I sure don't miss doin' that kinda stuff........42" wall cabinets can get pretty heavy!! Granite is even heavier......:hide:.

Got more counterspace with the pantry gone.....I like counterspace!! Island is a must if ya do any cookin'.


----------



## Old Rich (May 31, 2007)

We cooked our first breakfast in it this morning . . I still reach for cooking stuff in the old location, but the more I cook, the more I should adapt.

I'd never seen granite installed before . . quite a process . . they fashioned the edge on one end in the driveway after making the final measurements! Really good craftsmen!

The island is longer than the old one and much more functional.


----------



## joeten (Dec 4, 2008)

To small a kitchen to get anything like that Rich, looks nice


----------



## Old Rich (May 31, 2007)

We added a lot but it feels larger than with the old configuration!


----------



## joeten (Dec 4, 2008)

The only way I could make ours bigger would be add another few feet to the room and that is not possible


----------



## SABL (Jul 4, 2008)

I've seen enough granite installed.....the price is pretty comparable to solid surface. Very little cutting in the field......they template everything and fabricate in a shop. I dislike working with both materials (granite and solid surface)......too heavy. But, they are sure nice to have as a work surface.

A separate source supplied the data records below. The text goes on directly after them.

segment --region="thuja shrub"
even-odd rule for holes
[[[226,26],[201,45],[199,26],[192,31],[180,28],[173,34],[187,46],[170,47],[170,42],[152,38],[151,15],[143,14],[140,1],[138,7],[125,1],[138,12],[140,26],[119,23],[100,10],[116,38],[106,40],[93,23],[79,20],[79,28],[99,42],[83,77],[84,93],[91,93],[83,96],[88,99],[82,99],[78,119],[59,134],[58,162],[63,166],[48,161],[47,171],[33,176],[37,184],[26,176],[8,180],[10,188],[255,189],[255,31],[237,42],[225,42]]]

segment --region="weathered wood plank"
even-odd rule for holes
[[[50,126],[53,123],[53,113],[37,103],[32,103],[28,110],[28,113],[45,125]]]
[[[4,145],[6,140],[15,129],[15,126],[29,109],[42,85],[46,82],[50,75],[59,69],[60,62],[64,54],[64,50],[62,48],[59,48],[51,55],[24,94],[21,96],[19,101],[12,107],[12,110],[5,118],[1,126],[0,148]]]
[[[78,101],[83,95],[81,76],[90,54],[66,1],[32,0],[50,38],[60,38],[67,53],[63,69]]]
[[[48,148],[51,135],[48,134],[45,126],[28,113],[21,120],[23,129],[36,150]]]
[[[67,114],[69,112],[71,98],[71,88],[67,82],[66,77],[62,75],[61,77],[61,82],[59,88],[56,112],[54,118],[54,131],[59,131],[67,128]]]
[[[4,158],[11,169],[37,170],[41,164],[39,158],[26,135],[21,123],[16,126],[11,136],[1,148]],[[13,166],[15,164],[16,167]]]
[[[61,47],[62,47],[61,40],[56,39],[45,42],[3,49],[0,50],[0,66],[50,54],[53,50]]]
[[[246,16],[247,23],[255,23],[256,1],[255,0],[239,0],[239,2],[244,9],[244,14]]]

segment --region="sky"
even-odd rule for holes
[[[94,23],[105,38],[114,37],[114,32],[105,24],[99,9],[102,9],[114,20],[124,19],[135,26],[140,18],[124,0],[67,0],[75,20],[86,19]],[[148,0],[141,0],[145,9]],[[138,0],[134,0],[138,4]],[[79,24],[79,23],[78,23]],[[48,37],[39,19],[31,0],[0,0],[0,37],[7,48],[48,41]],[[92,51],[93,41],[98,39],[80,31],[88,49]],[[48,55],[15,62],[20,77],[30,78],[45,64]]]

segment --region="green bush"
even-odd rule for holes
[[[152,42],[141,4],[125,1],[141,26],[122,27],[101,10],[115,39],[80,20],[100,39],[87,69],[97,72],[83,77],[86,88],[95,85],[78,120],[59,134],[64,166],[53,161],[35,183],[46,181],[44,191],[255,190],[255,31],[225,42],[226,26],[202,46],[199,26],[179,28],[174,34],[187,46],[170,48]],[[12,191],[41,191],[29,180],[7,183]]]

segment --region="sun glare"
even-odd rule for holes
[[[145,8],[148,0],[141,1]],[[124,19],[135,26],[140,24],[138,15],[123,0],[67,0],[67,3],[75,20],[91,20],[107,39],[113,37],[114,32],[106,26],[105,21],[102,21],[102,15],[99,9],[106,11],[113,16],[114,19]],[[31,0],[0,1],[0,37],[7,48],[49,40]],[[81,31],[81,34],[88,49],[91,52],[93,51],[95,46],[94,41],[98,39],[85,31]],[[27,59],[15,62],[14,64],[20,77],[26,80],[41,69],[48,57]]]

@joeten: I designed my house around the kitchen......:laugh:. Not a monster size, but, 16' X 20' works for me. Would sure like to have the downdraft cooktop Rich has.....nice open area above the cooking surface. I have an exhaust hood that is a pita with larger cooking vessels.


----------



## Old Rich (May 31, 2007)

We had to argue with the designer over that downdraft cooktop . . she wanted to relocate to the island and install a huge hood . . we went along with most of her recommendations, but not that one! . . in the end, she says now that she like it better than if it was in the island.


----------



## joeten (Dec 4, 2008)

This house was built 12 years ago and a male designed them but kitchens where not his strong suit very tight for space, I would have to rip it out and take away a wall then add a doorway to my dining area so that I could enlarge into it and I don't do building work only ever been a labourer in that dept, paint and wall paper I can do some electrical too but not wood work plastering etc


----------



## SABL (Jul 4, 2008)

Plaster is pretty much gone here in the colonies......we do everything as cheap as possible. Last time I was around plaster was in the late 90's....and it was a small project. 

As for the size of many kitchens today, I don't know that many people who actually cook and large kitchens are not needed. We do quite a bit of cooking in my house......but, we also have prepared frozen foods for nights when dinner hasn't been preplanned. The kids throw most of the meat in the freezer and don't think ahead for dinner.....or even plan for a week's worth of meals. Often, in the morning, I ask what will be for dinner and remind my son that anything frozen needs to be thawed.

I'm sure Rich will enjoy his new kitchen.....looks great!! I'll be building some sliding shelves for my 'pantry' in the near future. I have two 2' X 7' utility cabinets for storage.....one has sliding shelves but the other has stationary shelves. Big mistake on where I installed the sliding shelves when I built the place......never put canned goods, bread, or any foodstuff in a cabinet that is right next to the fridge...:nonono:. Learned my lesson years ago but never got around to making 'sliders'......easy task but kinda put it off....... Now that there is a family to feed I need to have better access to the supplies.


----------



## Old Rich (May 31, 2007)

We have the slideing shelves in the new pantry . . it makes a tremendous difference in seeing and finding things . .


----------